After much uproar, Schedule 112A, the IT deparment made trade wise reporting optional for FY 2018-19 (AY 2019-20). However, the utilities released by the IT department this year has reignited the discussion.

The IT department issued ITR-2 excel utility for FY 2019-20 (AY 2020-21) on the Income Tax Website on 26th June 2020. It is now mandatory for the taxpayer to enter details of each trade under Schedule 112A. The taxpayer should enter details of each trade with ISIN, share name, quantity, sale price, purchase price, fair market value as on 31st Jan 2018, and transfer expenses to calculate LTCG (Long Term Capital Gain) or LTCL (Long Term Capital Loss).

ITR-1 - Tool 112A

P&L Reports from Brokers (Inadequate)

Investors/traders can download Tax P&L report from their brokers.
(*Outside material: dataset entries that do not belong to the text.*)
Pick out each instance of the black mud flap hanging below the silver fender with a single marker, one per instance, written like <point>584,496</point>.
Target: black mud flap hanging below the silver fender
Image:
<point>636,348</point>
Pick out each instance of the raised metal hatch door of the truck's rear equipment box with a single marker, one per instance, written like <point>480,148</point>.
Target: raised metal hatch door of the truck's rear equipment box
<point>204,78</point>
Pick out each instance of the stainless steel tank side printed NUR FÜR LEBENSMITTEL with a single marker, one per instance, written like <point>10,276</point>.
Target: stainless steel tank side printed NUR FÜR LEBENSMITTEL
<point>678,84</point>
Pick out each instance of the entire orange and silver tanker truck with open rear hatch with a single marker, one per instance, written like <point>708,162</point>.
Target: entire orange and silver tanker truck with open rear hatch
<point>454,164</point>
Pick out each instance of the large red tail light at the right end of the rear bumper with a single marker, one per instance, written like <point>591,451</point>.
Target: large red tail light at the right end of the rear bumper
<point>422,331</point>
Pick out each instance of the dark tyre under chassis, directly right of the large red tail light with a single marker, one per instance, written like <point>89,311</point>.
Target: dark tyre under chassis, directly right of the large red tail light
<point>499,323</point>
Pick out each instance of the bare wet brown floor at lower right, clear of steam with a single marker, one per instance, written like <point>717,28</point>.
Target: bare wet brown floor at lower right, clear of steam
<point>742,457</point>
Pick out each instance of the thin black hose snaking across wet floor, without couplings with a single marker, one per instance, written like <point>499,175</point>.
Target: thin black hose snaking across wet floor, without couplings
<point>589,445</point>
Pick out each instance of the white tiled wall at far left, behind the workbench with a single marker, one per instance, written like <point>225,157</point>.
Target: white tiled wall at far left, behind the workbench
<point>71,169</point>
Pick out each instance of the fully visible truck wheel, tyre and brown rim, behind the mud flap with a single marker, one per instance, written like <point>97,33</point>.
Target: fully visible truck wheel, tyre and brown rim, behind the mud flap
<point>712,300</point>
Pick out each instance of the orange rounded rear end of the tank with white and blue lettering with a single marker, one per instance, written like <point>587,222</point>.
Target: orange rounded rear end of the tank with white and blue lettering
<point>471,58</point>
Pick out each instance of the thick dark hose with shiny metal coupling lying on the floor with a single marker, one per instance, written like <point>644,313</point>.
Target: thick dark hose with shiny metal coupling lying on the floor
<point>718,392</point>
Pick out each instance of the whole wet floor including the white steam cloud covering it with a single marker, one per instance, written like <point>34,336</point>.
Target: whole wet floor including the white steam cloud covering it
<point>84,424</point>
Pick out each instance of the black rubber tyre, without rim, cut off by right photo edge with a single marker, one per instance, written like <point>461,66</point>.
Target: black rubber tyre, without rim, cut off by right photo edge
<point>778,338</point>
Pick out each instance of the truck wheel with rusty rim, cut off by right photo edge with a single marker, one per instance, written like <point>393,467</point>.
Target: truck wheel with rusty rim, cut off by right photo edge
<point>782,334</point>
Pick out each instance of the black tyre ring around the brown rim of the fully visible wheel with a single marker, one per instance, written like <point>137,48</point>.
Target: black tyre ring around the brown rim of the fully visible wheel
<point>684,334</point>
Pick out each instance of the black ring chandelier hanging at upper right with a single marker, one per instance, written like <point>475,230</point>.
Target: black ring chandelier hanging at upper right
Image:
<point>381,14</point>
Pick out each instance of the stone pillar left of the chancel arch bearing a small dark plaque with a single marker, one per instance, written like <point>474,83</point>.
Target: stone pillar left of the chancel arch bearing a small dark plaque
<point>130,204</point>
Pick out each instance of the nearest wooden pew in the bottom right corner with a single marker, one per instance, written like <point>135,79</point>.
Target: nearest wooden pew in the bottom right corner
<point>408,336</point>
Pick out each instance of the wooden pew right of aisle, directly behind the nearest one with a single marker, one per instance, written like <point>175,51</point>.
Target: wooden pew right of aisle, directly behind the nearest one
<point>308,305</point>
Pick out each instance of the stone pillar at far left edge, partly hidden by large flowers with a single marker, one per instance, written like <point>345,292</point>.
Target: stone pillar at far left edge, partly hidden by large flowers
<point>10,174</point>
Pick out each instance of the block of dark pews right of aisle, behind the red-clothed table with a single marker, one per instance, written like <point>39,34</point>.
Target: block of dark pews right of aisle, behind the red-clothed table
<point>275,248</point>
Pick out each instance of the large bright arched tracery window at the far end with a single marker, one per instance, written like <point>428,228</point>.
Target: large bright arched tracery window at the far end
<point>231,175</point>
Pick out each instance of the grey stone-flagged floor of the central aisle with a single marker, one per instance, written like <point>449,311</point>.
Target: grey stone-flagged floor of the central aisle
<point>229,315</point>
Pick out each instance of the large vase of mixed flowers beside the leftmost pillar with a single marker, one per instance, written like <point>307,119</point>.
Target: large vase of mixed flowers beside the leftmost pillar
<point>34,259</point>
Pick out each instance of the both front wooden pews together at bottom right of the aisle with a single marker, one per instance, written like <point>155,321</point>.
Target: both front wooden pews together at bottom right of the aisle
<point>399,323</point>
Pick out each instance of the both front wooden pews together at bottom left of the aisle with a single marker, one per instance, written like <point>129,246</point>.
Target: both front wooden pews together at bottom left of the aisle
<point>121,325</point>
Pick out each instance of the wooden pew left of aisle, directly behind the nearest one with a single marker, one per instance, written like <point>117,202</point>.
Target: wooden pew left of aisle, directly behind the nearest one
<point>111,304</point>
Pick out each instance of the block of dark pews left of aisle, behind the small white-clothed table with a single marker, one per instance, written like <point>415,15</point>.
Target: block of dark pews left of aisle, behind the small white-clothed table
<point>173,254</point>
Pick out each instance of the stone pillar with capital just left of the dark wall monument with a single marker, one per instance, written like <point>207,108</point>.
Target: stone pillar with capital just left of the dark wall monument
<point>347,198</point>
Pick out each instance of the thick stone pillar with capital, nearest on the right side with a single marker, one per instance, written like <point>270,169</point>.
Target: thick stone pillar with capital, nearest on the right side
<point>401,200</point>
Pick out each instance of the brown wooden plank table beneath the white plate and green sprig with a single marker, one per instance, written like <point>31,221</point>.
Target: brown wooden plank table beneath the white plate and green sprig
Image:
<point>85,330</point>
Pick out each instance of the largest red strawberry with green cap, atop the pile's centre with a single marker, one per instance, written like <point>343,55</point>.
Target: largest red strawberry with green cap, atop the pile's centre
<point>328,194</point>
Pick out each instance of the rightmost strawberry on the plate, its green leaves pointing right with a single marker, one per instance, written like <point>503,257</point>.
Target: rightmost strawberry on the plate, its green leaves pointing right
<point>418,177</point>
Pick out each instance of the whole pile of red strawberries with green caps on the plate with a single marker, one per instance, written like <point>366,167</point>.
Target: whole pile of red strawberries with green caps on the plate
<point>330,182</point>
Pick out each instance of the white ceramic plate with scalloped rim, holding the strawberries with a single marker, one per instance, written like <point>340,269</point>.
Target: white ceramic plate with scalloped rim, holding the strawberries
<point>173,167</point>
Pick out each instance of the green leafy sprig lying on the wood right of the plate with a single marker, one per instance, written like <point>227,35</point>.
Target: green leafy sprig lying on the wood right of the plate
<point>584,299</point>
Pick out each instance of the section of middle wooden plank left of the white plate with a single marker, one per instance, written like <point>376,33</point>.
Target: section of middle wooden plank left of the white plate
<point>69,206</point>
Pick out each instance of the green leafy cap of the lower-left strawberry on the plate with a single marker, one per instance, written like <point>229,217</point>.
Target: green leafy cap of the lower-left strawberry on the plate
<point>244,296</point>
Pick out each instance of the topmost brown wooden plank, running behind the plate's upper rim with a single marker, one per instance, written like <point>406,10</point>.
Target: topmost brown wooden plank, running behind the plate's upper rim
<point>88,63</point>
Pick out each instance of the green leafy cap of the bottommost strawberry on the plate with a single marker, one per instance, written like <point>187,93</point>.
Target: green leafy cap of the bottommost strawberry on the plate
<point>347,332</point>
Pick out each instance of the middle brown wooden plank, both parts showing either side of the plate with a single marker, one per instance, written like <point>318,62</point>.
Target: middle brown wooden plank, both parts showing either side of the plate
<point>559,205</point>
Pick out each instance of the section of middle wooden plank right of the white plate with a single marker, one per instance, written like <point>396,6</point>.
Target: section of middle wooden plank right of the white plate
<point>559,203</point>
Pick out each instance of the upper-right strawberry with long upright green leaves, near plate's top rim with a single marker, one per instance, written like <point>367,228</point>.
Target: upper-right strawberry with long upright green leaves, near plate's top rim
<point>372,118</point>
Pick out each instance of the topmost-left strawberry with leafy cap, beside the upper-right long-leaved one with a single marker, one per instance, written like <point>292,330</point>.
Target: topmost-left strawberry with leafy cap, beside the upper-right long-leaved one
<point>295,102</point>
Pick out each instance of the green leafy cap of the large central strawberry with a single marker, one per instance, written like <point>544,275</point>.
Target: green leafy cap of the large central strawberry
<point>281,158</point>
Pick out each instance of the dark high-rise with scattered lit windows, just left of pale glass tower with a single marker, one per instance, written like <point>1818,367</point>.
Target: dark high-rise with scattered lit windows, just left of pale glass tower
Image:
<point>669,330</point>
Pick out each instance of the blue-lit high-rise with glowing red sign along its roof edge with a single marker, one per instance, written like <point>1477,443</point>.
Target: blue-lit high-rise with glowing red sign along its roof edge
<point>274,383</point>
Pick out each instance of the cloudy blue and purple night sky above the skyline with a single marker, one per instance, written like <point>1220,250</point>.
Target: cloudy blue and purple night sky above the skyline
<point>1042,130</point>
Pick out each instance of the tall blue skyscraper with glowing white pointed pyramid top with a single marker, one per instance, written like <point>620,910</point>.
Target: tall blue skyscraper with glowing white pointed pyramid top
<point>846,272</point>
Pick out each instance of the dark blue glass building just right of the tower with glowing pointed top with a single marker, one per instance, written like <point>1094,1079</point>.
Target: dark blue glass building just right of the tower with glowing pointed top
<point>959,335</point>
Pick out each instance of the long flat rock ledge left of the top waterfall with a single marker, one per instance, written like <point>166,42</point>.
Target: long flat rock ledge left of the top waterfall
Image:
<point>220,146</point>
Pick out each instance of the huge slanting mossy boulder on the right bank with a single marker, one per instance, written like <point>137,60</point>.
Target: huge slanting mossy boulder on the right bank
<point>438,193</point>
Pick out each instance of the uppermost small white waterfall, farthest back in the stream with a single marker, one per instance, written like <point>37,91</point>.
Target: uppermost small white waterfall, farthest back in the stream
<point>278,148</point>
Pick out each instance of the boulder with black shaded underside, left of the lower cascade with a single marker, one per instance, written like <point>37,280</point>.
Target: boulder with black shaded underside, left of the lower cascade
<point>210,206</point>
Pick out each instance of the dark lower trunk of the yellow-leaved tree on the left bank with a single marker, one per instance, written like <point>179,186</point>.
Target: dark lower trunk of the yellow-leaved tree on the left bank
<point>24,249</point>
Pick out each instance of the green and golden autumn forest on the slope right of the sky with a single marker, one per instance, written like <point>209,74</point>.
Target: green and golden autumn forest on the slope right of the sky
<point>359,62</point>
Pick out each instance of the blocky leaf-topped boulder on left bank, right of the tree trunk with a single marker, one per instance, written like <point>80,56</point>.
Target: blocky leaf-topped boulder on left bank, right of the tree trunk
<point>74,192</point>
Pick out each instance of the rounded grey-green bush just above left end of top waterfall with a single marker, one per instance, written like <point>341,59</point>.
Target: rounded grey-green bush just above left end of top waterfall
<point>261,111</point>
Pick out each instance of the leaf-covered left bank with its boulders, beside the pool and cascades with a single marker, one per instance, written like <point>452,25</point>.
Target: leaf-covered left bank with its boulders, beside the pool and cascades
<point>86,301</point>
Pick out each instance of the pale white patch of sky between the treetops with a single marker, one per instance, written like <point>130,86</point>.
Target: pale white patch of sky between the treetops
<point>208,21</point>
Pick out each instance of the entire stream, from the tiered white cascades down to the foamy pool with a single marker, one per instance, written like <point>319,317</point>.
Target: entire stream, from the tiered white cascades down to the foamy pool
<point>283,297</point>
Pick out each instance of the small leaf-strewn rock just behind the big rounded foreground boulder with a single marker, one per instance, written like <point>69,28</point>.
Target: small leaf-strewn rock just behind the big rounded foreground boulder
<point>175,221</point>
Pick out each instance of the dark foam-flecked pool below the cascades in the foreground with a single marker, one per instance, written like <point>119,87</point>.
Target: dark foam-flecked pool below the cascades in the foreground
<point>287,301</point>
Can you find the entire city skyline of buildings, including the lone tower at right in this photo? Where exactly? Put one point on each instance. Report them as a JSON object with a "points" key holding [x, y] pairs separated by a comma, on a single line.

Brokers like Zerodha provide both FMV as on 31st Jan 2018 and the cost of acquisition as per grandfathering rule in their Tradewise Tax P&L Report. However, the reports of many other brokers do not reflect such details making it extremely challenging for the traders and investors to file their Income Tax Returns.

With such reporting requirements in the ITR and missing information in the broker’s reports, the process of tax filing has become drastically complicated for traders and investors this year. Let us hope that the Income Tax Department comes out with a solution that makes tax filing less tedious for the taxpayers.